Get Organized. As new gifts come in with the holidays, encourage your teens to donate the clothes, books and other belongings they no longer use. As they remove the old, they will find “homes” for their new things. By this time, their school study area may need replenishing, too. A thorough reorganization and cleaning will help ensure the next semester gets off to a good start.
Visit Youth Programs. For some teens, the added stress of the holiday season and the lack of daily structure, combined with the extra time spent at home with their family, make it prime time for acting out. During school vacations, many teens experiment with drugs or alcohol, go to unsupervised parties and get into heated arguments with their parents and other relatives. There are many benefits to finding youth programs they can attend during winter break. Read the paper or go on the website for your church and/or town to see if there are any activities planned for youth. Community youth centers, YMCA, and other youth programs are an excellent, safe and supervised way for teens to have fun.

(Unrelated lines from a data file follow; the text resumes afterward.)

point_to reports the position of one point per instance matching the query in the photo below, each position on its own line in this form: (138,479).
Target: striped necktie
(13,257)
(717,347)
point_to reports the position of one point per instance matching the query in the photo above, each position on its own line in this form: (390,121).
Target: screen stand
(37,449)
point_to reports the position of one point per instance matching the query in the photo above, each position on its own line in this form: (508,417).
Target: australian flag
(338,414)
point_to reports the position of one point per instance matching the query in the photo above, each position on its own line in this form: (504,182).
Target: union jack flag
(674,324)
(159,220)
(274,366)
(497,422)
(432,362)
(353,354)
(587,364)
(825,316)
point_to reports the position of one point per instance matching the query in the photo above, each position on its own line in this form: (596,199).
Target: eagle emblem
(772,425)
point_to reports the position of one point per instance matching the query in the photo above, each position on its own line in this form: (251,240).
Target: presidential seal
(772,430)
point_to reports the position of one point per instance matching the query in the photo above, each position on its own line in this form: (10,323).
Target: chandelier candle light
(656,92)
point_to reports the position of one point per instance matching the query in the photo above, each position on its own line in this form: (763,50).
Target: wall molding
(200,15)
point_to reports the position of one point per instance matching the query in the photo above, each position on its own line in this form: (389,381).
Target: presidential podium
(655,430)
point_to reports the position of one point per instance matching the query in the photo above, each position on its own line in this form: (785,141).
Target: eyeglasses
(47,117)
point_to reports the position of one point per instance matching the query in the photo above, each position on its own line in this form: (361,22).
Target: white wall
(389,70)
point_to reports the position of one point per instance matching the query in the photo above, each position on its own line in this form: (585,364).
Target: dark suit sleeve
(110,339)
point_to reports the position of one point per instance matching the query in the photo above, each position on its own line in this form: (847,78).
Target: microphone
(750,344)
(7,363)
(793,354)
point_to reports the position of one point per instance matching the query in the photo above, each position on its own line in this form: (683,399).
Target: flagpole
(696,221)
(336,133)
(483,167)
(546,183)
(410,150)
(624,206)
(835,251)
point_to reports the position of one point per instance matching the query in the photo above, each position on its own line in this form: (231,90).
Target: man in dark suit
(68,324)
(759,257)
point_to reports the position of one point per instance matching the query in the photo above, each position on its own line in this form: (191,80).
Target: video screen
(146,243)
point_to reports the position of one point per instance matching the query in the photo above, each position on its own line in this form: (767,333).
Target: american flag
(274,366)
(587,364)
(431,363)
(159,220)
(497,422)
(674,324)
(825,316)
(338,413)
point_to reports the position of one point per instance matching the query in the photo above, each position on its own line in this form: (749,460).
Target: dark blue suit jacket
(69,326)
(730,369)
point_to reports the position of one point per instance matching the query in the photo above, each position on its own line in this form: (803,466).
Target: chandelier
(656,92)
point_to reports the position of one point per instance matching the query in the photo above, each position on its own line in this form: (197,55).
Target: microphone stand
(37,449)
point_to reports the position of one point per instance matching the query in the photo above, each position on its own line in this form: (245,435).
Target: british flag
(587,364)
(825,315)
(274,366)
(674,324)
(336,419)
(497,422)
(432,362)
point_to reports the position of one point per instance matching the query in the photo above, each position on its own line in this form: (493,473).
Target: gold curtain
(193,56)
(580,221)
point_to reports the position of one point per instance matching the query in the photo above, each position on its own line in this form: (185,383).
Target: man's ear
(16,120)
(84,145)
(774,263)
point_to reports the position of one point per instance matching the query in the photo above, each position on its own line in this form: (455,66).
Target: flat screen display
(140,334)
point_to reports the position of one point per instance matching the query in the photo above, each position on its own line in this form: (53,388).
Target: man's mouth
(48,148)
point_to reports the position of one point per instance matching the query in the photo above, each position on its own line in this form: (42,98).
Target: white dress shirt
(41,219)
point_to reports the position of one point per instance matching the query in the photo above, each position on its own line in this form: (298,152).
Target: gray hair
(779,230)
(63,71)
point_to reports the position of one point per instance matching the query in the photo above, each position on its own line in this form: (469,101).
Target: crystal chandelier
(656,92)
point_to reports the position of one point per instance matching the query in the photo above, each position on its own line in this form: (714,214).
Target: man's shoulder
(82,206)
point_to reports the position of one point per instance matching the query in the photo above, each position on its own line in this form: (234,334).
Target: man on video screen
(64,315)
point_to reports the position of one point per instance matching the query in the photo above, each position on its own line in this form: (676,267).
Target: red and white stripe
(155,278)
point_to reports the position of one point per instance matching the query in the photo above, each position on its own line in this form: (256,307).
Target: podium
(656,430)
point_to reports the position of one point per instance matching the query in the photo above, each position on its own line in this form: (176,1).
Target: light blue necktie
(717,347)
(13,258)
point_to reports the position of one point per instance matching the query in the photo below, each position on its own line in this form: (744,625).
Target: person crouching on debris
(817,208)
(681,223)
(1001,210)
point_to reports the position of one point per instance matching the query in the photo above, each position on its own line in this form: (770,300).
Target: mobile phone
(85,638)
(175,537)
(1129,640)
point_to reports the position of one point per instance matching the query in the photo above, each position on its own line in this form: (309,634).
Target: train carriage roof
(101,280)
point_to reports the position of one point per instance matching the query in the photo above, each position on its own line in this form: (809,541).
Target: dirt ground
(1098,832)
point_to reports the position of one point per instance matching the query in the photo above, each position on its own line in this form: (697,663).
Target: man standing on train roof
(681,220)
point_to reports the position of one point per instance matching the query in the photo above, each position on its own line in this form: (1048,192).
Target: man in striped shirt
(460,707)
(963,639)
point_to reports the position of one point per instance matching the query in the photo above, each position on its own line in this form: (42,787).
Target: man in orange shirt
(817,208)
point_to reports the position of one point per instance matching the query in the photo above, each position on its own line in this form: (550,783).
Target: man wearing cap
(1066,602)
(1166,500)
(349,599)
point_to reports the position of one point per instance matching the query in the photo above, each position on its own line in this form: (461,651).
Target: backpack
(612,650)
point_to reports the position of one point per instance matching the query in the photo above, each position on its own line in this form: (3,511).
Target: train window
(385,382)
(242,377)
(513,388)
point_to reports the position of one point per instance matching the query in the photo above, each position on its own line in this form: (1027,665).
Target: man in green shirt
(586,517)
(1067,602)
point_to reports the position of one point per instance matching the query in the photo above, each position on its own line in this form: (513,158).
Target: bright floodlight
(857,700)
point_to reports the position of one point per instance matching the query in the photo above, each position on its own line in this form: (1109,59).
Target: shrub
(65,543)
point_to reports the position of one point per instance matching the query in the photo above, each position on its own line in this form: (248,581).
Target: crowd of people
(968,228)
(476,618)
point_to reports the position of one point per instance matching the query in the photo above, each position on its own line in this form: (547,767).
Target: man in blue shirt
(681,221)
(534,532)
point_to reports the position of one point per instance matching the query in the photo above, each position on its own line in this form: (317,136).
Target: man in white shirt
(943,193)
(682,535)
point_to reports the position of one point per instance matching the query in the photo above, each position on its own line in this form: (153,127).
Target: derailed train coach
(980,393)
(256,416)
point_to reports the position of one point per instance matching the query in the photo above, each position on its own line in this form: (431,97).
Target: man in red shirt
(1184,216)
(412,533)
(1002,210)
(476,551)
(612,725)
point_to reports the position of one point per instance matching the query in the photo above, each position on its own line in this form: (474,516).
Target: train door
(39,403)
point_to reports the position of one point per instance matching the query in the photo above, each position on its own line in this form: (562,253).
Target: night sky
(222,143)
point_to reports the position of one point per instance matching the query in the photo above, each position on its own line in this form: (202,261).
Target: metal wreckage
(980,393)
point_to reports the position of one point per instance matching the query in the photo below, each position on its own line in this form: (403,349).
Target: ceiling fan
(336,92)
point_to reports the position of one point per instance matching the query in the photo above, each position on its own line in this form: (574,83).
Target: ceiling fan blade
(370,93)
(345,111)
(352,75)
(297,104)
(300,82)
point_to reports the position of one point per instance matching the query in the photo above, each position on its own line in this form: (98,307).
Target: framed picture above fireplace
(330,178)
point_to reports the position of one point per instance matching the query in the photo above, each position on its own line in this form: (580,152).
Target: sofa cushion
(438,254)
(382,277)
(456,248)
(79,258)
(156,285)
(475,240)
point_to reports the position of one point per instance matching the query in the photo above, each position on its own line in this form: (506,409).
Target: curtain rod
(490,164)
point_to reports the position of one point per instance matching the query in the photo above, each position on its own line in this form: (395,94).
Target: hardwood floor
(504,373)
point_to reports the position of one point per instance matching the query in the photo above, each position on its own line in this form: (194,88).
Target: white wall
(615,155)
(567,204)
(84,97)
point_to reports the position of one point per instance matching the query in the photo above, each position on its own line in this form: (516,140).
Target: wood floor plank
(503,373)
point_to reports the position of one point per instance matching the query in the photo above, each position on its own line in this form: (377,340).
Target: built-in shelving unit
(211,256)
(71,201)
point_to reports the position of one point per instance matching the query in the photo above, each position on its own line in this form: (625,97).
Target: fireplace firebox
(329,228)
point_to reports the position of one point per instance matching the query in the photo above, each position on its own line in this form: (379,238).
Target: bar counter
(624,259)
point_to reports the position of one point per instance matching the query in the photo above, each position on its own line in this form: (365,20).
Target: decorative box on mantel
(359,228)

Friendly Activities. If possible, allow them to have some friends over or to spend the night when you are home to supervise their activities. Most teenagers just enjoy spending time with their friends and many times don’t even need planned activities. But be sure to establish appropriate rules and expectations if your teens go to holiday parties or outings. This time of year tends to see an increase in alcohol consumption, and teens need to be aware of the dangers. In addition to reiterating the perils of drunk driving, let them know some of the future consequences of using alcohol. The Centers for Disease Control and Prevention (CDC) recently reported that 25% of teenagers (or 1 in every 4 teens) engage in “binge drinking”. Approximately 79,000 deaths in the U.S. each year are attributable to alcohol, and of these, roughly half are related to binge drinking. Bingeing increases the risk of other health problems, including unplanned pregnancy, violence, STD transmission, and car crashes. Another recent study shows that heavy drinking by adolescents and young adults is associated with increased long-term risk for heart disease, high blood pressure, type 2 diabetes, and other metabolic disorders. Studies have also shown that those individuals who begin drinking at early ages are more likely to be alcohol-dependent as adults. An excellent source for information on how to talk to teens about alcohol is: http://www.timetotalk.org/. In next week’s blog, we will provide you with some options for a fun and SAFE New Year’s Eve for teens.
There are very few holiday breaks you’ll have with your teenager – before you know it they will be out on their own. Make every effort to enjoy these special times! We sincerely wish you and your family a happy holiday!